Glasses-adjusting New York Times-version-of-a-Republican David Brooks is a highly talented political columnist-craftsman, in the sense that he is able to lay a thin veneer of pop psychology-varnish over even the most cracked glass coffee table of intellectualism* (*David Brooks-style mishmash alert). Today, Brooks puts forth his most breathtaking ideological prescription yet: our leaders should always be doing opposite things at all times.

The very first sentence of Brooks' column is, "Abraham Lincoln said that a house divided against itself cannot stand." This is the type of sentence that generally introduces a bad high school history paper, not an op-ed in the world's most influential newspaper. No matter. Let us set aside issues of style and focus on substance, because we are mature.

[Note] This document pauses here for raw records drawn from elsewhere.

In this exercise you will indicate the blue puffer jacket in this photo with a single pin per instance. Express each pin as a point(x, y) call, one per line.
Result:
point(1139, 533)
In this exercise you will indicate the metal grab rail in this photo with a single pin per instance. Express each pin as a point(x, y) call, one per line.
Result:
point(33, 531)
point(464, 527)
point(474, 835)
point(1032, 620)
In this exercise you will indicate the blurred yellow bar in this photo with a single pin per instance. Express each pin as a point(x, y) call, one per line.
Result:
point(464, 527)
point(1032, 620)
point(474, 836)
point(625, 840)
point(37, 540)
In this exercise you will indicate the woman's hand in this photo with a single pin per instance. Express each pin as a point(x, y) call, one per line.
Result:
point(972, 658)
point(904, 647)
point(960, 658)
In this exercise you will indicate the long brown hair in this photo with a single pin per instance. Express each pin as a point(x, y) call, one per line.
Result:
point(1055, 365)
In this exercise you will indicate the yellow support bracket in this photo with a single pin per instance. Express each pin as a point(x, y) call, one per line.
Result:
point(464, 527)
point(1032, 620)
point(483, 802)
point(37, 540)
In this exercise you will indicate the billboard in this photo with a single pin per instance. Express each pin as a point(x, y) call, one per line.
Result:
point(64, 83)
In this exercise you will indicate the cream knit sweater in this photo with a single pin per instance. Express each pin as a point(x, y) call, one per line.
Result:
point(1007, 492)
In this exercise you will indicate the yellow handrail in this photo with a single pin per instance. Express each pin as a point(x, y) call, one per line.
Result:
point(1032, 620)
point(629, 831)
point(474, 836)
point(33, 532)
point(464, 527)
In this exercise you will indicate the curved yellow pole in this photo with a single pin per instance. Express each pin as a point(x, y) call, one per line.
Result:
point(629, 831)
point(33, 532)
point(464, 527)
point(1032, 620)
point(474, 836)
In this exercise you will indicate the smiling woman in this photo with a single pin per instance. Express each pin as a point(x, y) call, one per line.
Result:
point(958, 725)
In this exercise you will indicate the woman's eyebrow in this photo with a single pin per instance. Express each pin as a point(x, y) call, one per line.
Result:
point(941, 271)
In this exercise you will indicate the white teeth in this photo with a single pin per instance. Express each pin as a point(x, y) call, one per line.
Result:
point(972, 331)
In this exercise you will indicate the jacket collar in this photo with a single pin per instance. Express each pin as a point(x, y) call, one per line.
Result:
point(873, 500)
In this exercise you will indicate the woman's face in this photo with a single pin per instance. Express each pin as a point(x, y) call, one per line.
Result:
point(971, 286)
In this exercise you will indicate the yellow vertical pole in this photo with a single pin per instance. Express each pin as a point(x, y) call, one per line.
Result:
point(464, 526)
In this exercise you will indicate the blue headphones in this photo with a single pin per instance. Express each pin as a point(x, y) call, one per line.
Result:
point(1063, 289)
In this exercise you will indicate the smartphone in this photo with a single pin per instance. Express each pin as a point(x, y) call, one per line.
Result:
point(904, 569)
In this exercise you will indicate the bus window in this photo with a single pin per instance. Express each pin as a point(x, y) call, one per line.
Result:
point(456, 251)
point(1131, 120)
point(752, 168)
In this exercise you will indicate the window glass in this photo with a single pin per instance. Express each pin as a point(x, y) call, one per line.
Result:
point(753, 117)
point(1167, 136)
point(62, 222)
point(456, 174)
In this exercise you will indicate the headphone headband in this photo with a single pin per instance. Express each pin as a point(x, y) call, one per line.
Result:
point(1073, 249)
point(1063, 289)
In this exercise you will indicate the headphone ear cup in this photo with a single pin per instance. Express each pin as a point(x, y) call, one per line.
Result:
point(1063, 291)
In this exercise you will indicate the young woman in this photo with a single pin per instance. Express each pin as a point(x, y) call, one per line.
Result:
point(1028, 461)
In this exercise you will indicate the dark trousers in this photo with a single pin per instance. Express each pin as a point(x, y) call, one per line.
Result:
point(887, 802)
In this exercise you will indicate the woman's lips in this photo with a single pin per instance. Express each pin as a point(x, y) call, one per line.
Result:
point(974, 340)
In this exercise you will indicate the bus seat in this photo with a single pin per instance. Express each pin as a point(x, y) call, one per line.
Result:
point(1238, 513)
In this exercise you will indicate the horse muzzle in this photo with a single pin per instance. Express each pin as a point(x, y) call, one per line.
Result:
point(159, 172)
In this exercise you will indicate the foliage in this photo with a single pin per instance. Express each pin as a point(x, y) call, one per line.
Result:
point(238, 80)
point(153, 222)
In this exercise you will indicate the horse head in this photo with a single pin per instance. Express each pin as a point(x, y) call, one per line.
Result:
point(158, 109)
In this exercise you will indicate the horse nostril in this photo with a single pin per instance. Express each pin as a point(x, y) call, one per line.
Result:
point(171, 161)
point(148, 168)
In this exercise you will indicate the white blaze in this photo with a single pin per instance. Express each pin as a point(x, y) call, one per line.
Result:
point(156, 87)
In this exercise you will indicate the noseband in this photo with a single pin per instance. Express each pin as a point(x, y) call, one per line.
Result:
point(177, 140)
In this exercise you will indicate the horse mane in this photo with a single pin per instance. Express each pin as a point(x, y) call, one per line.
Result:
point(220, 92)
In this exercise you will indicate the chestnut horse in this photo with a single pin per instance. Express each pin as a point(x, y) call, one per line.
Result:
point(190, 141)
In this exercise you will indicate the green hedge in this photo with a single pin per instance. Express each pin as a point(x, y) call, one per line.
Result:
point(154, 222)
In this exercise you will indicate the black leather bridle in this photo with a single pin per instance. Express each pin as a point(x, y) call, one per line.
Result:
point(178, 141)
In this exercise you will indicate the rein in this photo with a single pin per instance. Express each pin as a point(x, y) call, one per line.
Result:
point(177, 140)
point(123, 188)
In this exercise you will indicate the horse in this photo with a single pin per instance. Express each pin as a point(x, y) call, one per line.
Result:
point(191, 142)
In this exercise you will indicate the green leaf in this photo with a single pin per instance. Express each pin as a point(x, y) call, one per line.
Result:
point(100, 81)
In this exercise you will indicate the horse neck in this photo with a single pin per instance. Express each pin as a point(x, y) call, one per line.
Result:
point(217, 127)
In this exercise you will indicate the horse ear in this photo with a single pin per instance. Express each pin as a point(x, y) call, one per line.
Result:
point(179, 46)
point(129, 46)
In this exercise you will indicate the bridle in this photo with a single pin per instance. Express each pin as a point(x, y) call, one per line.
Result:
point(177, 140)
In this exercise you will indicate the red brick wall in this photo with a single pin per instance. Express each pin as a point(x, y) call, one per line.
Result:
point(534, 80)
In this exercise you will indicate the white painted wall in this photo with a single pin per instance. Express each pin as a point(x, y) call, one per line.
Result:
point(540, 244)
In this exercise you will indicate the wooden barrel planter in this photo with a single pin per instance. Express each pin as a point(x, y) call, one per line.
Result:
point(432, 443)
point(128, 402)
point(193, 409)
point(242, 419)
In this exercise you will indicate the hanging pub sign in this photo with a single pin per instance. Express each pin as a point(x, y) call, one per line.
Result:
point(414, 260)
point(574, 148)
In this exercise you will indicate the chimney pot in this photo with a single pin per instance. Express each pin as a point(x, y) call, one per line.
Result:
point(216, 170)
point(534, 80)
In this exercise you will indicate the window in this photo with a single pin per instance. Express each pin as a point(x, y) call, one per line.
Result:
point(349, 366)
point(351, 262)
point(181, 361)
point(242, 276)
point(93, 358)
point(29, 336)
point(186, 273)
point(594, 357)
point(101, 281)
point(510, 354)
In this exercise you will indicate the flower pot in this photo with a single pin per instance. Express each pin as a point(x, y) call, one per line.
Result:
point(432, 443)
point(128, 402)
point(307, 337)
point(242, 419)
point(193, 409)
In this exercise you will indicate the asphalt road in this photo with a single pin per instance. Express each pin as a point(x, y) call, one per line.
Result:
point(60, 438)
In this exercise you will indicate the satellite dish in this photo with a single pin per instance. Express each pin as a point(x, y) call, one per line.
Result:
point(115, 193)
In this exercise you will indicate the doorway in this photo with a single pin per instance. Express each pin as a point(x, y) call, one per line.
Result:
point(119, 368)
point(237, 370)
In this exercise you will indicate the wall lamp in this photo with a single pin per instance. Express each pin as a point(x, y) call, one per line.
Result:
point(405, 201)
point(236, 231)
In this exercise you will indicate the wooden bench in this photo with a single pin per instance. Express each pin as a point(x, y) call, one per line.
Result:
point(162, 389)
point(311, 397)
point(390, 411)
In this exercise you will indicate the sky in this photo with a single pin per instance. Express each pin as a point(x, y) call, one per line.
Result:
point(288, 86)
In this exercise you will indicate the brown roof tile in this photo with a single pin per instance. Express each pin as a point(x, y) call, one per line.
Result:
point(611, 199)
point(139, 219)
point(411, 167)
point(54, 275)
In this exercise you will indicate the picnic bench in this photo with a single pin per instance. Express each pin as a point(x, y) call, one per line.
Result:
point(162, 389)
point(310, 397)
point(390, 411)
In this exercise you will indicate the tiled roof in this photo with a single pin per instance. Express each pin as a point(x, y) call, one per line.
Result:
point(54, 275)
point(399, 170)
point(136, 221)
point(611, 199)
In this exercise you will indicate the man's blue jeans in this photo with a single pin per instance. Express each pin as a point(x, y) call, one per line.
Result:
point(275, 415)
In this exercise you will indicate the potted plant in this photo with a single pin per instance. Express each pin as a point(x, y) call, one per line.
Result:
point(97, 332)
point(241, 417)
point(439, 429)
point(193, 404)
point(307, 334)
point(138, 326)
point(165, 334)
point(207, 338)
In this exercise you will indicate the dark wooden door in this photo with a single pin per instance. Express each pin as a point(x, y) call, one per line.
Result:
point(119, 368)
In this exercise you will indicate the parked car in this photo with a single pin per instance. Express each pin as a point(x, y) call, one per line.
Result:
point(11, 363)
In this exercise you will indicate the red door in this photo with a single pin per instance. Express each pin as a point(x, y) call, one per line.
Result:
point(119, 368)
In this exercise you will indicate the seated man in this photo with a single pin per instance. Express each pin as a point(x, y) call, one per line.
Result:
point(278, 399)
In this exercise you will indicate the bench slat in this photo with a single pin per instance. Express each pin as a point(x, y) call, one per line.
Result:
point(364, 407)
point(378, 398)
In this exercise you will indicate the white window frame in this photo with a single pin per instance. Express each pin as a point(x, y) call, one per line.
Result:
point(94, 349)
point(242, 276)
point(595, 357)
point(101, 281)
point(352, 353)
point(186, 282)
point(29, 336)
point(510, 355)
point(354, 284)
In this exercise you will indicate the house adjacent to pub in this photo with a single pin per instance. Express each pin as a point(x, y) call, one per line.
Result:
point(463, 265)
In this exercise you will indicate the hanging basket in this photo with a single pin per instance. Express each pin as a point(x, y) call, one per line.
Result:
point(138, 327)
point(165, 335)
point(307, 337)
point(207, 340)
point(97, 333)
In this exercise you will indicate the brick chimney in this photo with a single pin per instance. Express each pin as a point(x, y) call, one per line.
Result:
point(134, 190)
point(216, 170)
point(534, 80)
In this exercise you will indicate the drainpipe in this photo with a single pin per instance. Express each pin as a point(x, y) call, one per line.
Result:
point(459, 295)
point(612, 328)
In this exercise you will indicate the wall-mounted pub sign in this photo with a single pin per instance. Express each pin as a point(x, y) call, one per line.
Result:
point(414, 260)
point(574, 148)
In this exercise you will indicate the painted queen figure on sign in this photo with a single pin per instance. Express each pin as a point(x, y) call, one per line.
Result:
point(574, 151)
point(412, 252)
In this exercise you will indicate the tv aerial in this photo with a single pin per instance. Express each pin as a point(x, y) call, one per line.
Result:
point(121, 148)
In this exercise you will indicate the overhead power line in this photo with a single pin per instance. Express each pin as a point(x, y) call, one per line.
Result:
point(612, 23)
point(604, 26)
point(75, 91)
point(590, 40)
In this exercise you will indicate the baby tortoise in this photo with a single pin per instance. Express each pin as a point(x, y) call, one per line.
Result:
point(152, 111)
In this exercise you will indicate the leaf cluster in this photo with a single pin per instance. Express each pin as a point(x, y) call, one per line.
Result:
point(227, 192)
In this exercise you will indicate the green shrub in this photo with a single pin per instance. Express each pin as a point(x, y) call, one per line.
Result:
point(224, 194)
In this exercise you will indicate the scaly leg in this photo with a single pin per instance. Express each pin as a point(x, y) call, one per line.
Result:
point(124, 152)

This extremely lazy column is nominally about the Olympics, because, hey, easy topic, and how they show... something, about politics, in a way. Because people smile in the opening ceremonies, see, but later they scowl during races, and this is like politics. And this, according to David Brooks, is good (I think???). Specifically: "The world, unfortunately, has too many monomaniacs - people who pick one side of any creative tension and wish the other would just go away."

In this formulation, "monomaniacs"= anyone who holds a belief about any issue. Why can't our political leaders stop being all, "one side is right and the other side is wrong?" Why can't they, instead, do all things at all times—for our future?

Politics has become a contest of monomaniacs. One faction champions austerity while another champions growth. One party becomes the party of economic security and the other becomes the party of creative destruction.

The right course is usually to push hard in both directions, to be a house creatively divided against itself, to thrive amid the contradictions. The Olympics are great, but they are not coherent.

Should we spend more, or spend less? Both! That's coherence.